The London Metal Exchange decided to change all that we know is true about price discovery and free markets. They picked winners and losers.
When the spike in nickel happened, speculators came into the market and sold. Producers sold to lock in their future sales price and profits.
The LME canceled the trades because they were smarter than the market.
This might seem like a small deal to the average person but it’s a big deal. Futures prices ensure that the average person gets goods and services at lower prices than they otherwise would be able to receive them. Futures take a lot of the risk out of production and consumption.
How big is that risk in the nickel market?
Goldman Sachs has started making markets in nickel. The bid price is $25,000 per ton, and the offer price is $37,000 per ton. Usually, these markets would have a spread of $1,000 per ton, not $12,000 per ton. Goldman isn’t making markets out of altruism. They think they can make money, and not just a little.
LME not only canceled the trades, but they also remained closed.
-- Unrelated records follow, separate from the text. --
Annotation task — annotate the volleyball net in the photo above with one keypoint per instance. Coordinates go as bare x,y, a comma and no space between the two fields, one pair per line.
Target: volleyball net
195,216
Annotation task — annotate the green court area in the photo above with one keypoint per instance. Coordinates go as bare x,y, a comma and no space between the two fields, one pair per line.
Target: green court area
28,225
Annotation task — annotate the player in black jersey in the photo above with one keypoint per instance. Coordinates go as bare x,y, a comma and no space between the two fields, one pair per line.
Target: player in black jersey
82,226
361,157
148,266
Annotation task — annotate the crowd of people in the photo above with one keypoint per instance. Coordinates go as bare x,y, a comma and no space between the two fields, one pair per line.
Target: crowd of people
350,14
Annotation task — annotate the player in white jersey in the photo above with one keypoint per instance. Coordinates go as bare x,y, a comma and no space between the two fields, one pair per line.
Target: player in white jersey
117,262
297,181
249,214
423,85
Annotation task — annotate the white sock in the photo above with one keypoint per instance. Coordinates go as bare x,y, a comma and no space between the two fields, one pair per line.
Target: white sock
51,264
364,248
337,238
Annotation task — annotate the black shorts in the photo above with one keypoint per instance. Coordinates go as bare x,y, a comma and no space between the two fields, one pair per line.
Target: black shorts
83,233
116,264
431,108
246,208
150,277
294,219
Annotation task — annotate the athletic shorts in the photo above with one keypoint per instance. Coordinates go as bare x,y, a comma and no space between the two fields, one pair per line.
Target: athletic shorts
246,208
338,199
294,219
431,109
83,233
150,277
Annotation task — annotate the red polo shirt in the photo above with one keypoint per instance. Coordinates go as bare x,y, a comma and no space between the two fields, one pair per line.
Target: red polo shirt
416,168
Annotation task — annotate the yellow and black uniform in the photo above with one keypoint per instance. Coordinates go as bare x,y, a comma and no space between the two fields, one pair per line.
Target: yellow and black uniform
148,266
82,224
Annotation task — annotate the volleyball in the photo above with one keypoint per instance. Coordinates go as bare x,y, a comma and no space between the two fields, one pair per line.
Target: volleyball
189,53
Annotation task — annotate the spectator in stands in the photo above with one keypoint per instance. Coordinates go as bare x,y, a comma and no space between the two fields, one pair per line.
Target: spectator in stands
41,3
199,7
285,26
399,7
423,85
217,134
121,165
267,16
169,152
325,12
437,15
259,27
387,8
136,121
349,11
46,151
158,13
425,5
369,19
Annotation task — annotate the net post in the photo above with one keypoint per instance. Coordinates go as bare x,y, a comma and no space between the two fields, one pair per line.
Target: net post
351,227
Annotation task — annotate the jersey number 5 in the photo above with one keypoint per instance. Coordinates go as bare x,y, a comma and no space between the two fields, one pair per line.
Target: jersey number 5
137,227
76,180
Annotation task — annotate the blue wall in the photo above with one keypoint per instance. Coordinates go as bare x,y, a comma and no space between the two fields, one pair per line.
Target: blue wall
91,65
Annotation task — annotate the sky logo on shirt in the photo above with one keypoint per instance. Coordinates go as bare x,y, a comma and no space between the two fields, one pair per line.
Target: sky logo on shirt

What’s that do to the market? It creates instability in the underlying which you see reflected in the Goldman Bid/Ask. It also allows the losers in the market to accumulate physical inventory, and find financing somewhere. It’s a bail-out to the bad players in the market.
I don’t think he is alone and my hope is other exchanges will open up Nickel futures and compete. CME and ICE are the most probable ones because they can cross-margin through their clearinghouses and bring economies of scale. The one problem they would have is physical delivery, so in the short run, any effort to compete would probably be a cash-settled market. Often in commodities, the players in the market desire a physical settlement because it brings a different sort of discipline.
This is important because we are seeing lots of dislocation and moves in all kinds of commodity markets. The war in Ukraine is going to affect fertilizer prices and the price of grains. Politicians will step in to artificially manipulate the market with programs, price ceilings, restrictions, and all kinds of other maneuvers to try and curry favor with consumers. They shouldn’t. Just let the market sort it out.
Of course, there is a conspiracy theory with the nickel market but in this case, it might make a lot of sense. It certainly ought to be investigated, and made transparent.
Safe to say the Chinese whale was hooked and punctured, and the LME resuccitated him.
This is not the first time Jamie Dimon’s bank has been involved in turmoil when it comes to the futures industry. Way back in 2011, they were the bank behind Jon Corzine and the fraud he perpetrated on the futures industry.
It’s always funny how smug and proper institutions act until they are going to lose a lot of money.
In this case, if JPM would have been rendered insolvent because of their lack of discipline around regulating the Chinese trader, it’s a good thing for them to go bankrupt.
Markets absorb things like that.
I learned this early in my trading career. I was in the Eurodollar Pit and a friend of mine was one of the largest traders in that pit. He was a huge spreader. He decided he had enough and was going to call it quits. He started trading out of his position, and not adding. That created a void in the market since he was one of the only ones that would assume the risk and trade in certain contracts for big numbers.
Do you want to know what happened the day he left?
Nothing.
Other market-makers stepped up. New market-makers entered the market. Someone else stood in his spot. We just didn’t hear his voice anymore.
The exact same thing would have happened in the nickel market on a larger scale.
If JPM would go under, does anyone care? It’s sort of like a tree falling in the woods with no one around. Does it make a sound?
Yes, there would have been turmoil. But, it would have been resolved very quickly. Markets are like that. They repair themselves pretty quick if we let them.
Except, so many people think they are smarter and bigger than the market.
You might be partly correct
So you obviously don’t know what a merchant bank does for producers
Cash and carry
Or
Hedging commodities
I produce 1 contract of nickel
I hedge 1 contract at lme
Now if I’m a large producer I give my warehouse receipt to jpm they give me a line of credit for the initial margin and will loan me money for variation on the hedge
Basic hedging 101 for commercial entities
Generally in a large squeeze (I have experience with the government on how to break squeezes)
Most banks at a point can’t lend any more money to the client or the exchange raises margins
This is the flaw in futures market
The shorts or hedgers will have to cover
Not the longs they have plenty of cash
You can figure out the rest
Yes much collusion
First the squeezer
Then special interests at the exchange level (Jeff you were one of the only honest guys on the board )
Are to blame
Also incompetence
Like when the cme defaulting on seg funds suing mf global bankruptcy
Btw I found the money for the FBI
So it always isn’t what it seems and the truth nowadays is hard to find .
Great article! Thanks Jeff...as an old econ major, I love seeing how this stuff plays out.